I’d just finished a 30K in Sacramento. I was standing at the results board, grinding my teeth and thinking: “There’s NO WAY that guy would have beat me for third if I’d done hard speedwork the last six weeks.” That was 14 years ago. I was 51 at the time.
A woman was standing next to me. Another woman walked up and greeted her, “Oh, HI! How ARE you? It’s so wonderful to see you! What race did you run? How did you do?”
“Hey, it’s wonderful to see you, too — it’s been too long! I ran the 50K, and I placed third.”
“That’s WONDERFUL! Congratulations! I’m so happy for you!”
I was chuckling softly. I thought, “Okay, the universe is telling me to put on a dunce cap and go stand in the corner.”
It wasn’t hard to discern the lesson. I’d been grimly plotting revenge on the over-50 guy who’d burned me for third, and here were these women, opening their hearts and having a lot better time.
Three years ago, I was running in the hills at a relaxed pace when a young woman passed me. I turned with a smile to greet her, but she motored silently past, her face set in a grim rictus of triumph. I could feel her trying to suck my spirit dry. I thought, “What a victory. I’m 62 and I’m jogging at 70% of my max heart rate, and she’s pretending she’s winning a race.”
In my book, Fitness Intuition, I describe how I countered that woman’s negative energy. I’d just been reading Mark Allen’s Total Triathlete, by the six-time Hawaiian Ironman winner, and I remembered him saying that you can’t let other athletes “steal your energy.” Okay, I thought, I’ll try that.
I sternly focused my attention, and 15 minutes later, when the woman passed me going the other way, I was so rigidly interiorized that I was barely aware of her outwardly. But I could still feel her predatory energy as strongly as before. In grimly “defending my energy,” I was, in fact, focusing on her, and I hadn’t succeeded in preventing her from getting under my skin
I realized that the only way to shake free of her negativity would be to pour positive feelings through my heart.

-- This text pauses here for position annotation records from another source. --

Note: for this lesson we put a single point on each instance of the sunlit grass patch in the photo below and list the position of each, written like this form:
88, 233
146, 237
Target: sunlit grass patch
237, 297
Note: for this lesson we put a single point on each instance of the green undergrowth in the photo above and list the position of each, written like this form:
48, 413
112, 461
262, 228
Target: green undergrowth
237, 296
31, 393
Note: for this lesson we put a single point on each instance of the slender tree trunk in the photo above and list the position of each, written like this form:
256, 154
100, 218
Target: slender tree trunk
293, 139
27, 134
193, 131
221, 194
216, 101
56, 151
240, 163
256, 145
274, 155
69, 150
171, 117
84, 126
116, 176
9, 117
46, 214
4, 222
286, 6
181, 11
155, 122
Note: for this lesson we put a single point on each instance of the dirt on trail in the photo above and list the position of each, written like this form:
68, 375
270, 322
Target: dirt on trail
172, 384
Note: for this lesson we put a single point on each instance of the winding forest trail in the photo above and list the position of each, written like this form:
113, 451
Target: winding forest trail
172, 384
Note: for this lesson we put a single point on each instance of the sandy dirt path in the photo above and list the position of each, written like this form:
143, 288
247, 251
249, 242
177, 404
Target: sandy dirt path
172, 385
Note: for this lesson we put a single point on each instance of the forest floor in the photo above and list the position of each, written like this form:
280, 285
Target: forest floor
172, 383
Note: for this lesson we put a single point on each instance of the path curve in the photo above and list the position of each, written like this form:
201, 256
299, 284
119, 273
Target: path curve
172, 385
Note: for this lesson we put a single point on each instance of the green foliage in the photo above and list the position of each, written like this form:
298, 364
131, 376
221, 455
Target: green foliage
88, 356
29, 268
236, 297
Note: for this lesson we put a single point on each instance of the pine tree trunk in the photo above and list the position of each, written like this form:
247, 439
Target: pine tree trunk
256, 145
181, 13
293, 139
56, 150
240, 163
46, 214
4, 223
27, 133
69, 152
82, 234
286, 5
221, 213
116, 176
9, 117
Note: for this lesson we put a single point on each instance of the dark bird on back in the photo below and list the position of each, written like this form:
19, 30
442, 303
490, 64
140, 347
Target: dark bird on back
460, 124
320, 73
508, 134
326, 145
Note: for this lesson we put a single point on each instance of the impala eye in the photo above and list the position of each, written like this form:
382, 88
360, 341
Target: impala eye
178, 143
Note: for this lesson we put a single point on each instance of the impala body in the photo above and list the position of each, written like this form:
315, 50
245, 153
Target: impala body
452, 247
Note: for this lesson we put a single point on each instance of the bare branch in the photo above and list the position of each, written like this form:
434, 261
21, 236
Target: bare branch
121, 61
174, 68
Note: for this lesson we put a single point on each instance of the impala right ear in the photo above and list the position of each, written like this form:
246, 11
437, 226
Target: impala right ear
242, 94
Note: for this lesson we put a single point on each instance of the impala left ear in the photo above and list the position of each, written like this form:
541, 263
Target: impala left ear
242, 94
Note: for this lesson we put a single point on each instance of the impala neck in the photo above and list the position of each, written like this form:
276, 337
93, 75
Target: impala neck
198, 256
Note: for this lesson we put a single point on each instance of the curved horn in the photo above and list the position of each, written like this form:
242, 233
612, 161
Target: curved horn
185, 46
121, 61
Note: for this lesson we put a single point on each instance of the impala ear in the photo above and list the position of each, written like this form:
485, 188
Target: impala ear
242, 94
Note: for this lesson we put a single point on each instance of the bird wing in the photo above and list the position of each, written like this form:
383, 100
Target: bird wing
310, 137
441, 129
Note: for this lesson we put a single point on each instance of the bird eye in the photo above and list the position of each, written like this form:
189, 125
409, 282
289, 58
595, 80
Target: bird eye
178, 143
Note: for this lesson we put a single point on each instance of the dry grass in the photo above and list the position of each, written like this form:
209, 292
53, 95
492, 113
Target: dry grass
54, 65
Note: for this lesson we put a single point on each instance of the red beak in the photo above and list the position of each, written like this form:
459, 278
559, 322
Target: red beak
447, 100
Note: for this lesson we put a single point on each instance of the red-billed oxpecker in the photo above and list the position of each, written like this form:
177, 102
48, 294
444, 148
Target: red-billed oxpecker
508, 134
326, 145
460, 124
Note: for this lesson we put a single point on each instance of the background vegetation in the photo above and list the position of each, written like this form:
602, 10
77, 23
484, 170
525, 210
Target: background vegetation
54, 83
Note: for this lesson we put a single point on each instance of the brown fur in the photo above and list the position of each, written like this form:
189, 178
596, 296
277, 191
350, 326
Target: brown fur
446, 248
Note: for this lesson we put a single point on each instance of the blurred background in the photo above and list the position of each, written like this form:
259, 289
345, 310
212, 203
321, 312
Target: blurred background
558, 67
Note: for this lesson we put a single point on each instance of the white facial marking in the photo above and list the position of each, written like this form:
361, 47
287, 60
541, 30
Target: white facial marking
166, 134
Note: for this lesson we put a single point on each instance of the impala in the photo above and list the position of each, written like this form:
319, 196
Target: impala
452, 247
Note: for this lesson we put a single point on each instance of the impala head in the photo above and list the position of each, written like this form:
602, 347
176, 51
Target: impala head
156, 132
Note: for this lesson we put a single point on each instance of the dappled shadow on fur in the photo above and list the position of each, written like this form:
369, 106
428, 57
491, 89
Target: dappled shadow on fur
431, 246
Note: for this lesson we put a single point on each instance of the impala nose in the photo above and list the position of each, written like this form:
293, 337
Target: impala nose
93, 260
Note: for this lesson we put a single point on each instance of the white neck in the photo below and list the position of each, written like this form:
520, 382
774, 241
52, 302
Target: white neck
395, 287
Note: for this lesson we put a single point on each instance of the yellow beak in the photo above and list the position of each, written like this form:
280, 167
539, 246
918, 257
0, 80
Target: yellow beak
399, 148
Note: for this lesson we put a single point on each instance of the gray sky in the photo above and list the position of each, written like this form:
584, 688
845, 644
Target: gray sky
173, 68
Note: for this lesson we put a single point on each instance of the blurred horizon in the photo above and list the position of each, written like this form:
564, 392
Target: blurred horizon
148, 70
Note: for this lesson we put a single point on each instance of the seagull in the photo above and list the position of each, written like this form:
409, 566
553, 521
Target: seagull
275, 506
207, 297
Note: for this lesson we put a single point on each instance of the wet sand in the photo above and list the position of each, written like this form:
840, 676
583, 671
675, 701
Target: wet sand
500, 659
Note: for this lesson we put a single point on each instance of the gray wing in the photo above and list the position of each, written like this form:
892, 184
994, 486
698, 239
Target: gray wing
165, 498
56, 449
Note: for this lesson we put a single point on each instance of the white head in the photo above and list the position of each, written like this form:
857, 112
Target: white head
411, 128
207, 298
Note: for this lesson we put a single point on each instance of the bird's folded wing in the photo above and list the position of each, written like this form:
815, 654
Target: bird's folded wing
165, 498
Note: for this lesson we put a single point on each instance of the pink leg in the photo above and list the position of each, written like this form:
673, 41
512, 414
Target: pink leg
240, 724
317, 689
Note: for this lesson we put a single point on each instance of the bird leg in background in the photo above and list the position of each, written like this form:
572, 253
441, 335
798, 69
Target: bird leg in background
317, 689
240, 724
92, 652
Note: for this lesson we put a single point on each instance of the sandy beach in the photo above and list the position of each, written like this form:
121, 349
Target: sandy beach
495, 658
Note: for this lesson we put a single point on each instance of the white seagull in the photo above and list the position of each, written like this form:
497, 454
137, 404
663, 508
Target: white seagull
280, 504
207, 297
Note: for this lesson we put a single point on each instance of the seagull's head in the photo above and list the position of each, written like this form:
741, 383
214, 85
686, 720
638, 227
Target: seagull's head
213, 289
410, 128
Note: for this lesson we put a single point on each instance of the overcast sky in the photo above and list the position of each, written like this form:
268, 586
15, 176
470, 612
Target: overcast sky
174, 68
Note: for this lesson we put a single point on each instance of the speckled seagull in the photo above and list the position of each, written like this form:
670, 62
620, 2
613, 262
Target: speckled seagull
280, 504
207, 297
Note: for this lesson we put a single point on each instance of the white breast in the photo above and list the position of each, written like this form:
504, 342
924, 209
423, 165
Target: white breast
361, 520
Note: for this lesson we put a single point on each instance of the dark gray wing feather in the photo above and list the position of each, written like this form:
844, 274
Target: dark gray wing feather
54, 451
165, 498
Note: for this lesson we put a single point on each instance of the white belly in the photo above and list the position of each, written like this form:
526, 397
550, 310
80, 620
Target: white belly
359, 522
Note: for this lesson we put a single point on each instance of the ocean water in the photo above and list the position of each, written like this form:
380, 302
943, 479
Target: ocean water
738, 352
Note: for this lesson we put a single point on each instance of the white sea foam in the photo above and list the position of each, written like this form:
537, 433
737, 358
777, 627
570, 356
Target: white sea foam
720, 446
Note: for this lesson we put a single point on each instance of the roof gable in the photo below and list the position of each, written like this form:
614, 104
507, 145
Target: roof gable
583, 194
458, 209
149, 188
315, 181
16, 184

I began to pray for her. At first I was just grinding out the words mechanically, mouthing the prayers, but with fierce energy: “Bless her! Bless her! Give her health, love, strength, wisdom, and joy!” Before long, the meaning of the words became real and a flow of love took fire in my heart. There was such power in that love that I no longer felt any need to defend myself. I was “defended” in the love that was flowing through me. I knew I had “won.” I continued to pray, no longer for her, but for everyone I passed, because the experience was so joyful.
Which shows, I guess, that guys can get it right sometimes.
In 30 years of running, one of the most useful things I’ve learned is that the channel through which the body tells us about its needs is the heart. Whenever I close my heart, I find it a lot harder to “listen to my body,” as experienced runners and coaches recommend. If I want to know if it’s all right to do speedwork, for example, I can ask my heart. And if I listen sensitively, my heart will tell me what my body is prepared to do.
Here’s another valuable thing I’ve learned: The goal of sports is joy. Some people define joy as triumphing over others, standing alone on the victor’s podium admired by all. But other people aren’t satisfied with such a self-focused definition; they’re looking for a joy that’s more all-encompassing, a joy that permeates their whole being – body, heart, will, mind, and soul.
Those women, meeting at the finish line and greeting each other gushingly, knew something important about running. They knew that joy comes by expanding our hearts. Standing at the results board, they were experiencing more joy than I was. The universe was reminding me where real success lies, in running and in life.